NIFA will hold an informational webinar to provide information regarding the AFRI Foundational and Applied Science Program’s new cross-cutting priority Tactical Sciences for Agricultural Biosecurity (Program Code A1181), Fiscal Year 2019 Request for Applications. No need to register, just follow the AFRI-TSAB webinar link (link is external) to join.

Call-in number: 888-844-9904 and access code: 1104416
Email Biosecurity@nifa.usda.gov (link sends e-mail) for more information.
Date: Thursday, May 30, 2019
Time: 1-2pm ET

The Tactical Sciences for Agricultural Biosecurity program area priority focuses on increasing our national capacity to prevent, rapidly detect, and respond to biological threats to the U.S. agriculture and food supply. Supported activities will be aimed at increasing agricultural biosecurity at the regional and national levels, and across the public and private sectors.

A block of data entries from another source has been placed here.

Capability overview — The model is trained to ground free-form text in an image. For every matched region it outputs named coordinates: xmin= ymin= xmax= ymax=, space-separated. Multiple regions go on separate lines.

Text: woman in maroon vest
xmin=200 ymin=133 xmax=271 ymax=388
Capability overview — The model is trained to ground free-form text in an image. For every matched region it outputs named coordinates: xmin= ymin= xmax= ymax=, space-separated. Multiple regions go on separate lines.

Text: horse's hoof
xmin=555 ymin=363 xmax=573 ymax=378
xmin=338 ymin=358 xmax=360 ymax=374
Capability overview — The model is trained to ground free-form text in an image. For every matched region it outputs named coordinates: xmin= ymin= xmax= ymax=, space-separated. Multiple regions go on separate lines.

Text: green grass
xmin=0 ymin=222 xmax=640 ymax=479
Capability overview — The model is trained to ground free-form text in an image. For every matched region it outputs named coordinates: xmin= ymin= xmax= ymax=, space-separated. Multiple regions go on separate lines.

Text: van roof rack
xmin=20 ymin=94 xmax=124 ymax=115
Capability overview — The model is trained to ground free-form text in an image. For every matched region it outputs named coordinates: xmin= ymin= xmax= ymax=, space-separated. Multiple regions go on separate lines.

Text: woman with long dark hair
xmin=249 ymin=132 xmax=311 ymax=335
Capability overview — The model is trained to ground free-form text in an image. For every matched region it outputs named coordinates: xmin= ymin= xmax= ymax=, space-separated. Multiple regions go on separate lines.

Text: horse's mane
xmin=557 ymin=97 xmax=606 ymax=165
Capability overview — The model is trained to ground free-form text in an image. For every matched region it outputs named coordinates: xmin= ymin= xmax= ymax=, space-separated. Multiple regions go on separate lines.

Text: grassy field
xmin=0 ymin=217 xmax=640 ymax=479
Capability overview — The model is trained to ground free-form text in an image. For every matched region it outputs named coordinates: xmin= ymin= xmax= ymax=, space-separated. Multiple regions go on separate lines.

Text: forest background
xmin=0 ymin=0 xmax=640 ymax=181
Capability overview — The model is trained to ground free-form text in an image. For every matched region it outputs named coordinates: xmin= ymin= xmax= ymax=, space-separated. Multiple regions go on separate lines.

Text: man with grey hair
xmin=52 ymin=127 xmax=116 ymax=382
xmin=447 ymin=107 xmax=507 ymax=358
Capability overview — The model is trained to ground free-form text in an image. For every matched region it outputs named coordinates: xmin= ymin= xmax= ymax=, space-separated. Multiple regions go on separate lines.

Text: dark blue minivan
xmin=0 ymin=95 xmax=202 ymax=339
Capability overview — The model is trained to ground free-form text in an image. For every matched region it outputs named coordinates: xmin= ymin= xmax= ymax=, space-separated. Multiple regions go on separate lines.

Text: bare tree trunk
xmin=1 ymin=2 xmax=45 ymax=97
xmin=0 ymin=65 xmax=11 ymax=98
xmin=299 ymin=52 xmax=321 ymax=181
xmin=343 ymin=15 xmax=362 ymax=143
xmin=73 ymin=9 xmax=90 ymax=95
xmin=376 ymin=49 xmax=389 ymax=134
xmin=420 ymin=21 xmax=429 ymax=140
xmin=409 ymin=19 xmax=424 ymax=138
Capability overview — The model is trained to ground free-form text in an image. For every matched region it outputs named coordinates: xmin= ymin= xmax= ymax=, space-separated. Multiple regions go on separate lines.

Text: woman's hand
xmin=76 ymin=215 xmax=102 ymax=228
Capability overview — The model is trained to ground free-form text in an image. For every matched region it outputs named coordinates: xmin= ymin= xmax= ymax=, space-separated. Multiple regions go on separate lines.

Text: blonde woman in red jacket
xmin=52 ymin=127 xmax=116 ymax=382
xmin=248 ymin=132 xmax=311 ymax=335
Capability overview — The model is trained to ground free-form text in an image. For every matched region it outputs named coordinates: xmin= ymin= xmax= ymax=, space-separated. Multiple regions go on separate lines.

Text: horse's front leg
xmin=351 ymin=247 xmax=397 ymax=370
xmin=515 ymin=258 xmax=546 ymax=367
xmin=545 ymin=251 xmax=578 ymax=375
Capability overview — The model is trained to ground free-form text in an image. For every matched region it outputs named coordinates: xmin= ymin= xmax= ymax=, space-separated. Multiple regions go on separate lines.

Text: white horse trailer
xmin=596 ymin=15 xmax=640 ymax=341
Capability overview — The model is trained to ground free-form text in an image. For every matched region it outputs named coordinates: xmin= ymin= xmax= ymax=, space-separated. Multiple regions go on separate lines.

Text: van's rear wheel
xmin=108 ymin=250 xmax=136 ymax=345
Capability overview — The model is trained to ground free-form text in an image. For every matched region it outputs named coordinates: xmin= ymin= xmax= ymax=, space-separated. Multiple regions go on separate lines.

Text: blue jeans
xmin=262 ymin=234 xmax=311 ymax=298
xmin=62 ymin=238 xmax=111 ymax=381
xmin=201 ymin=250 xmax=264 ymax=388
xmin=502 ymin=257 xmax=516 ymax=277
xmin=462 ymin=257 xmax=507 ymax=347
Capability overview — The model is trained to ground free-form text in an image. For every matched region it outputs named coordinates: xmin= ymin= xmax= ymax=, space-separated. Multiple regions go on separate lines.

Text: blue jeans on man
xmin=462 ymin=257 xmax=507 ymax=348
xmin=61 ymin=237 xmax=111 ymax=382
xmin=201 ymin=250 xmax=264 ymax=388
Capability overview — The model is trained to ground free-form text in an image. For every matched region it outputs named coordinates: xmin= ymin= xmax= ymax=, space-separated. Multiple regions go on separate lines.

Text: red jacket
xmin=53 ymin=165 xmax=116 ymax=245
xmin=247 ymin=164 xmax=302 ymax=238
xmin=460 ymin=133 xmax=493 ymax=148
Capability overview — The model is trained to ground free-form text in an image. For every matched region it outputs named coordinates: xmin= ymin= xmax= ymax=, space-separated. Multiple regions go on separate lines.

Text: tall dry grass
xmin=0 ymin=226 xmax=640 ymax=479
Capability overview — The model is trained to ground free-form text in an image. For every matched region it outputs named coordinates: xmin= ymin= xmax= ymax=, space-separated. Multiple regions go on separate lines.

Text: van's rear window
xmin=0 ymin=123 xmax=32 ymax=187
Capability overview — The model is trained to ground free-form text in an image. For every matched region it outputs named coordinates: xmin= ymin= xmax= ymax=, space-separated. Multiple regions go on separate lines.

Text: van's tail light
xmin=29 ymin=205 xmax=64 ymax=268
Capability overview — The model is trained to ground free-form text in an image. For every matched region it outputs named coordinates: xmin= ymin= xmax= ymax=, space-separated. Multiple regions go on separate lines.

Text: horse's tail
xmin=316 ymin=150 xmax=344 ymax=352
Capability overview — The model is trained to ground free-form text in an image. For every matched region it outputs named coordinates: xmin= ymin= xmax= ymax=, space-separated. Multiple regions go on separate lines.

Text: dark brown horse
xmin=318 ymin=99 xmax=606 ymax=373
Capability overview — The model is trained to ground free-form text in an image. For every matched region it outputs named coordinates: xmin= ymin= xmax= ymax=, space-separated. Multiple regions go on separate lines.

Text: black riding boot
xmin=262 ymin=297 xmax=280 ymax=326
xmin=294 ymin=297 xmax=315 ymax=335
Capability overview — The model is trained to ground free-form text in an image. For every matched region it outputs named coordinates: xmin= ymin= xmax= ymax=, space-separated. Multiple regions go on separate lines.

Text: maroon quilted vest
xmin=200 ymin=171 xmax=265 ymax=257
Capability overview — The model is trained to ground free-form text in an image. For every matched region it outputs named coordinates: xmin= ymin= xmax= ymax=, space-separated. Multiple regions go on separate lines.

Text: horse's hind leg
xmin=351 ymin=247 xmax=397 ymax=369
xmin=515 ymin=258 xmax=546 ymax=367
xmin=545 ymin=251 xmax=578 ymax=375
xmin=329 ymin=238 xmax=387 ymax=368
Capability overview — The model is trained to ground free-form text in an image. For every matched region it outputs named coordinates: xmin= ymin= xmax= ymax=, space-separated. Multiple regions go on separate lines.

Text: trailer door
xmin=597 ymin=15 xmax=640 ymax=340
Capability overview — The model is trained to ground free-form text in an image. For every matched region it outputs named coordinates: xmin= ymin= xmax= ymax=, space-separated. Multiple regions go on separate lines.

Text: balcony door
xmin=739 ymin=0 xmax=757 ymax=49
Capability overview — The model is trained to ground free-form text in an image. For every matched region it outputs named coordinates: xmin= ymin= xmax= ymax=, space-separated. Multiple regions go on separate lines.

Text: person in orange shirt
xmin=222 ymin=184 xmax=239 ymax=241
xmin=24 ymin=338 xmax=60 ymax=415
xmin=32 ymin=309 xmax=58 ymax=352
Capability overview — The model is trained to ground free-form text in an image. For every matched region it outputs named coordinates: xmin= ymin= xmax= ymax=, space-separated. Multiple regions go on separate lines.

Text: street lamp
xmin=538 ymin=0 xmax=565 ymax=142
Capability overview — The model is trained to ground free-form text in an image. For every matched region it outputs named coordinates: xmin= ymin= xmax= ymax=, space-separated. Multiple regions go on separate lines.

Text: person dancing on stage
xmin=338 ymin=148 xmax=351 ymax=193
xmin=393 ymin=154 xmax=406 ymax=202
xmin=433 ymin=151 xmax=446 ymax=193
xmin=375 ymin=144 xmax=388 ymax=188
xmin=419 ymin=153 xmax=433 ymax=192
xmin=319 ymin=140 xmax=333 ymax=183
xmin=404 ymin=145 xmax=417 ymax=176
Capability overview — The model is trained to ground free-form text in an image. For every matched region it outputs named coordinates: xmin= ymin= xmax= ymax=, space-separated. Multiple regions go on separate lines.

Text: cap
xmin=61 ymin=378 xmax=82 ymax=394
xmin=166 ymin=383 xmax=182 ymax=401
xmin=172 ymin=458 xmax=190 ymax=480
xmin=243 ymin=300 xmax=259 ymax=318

A well-designed agricultural biosecurity system is supported by resource management, relevant research, balanced regulations, and effective collaboration among scientific experts, policy-makers, and consumers. Addressing the vulnerabilities of our nation’s food and agricultural system requires a concerted effort, sustained investment, and a coordinated strategy that protects the U.S. food and agriculture system against threats from pests, diseases, contaminants, and disasters.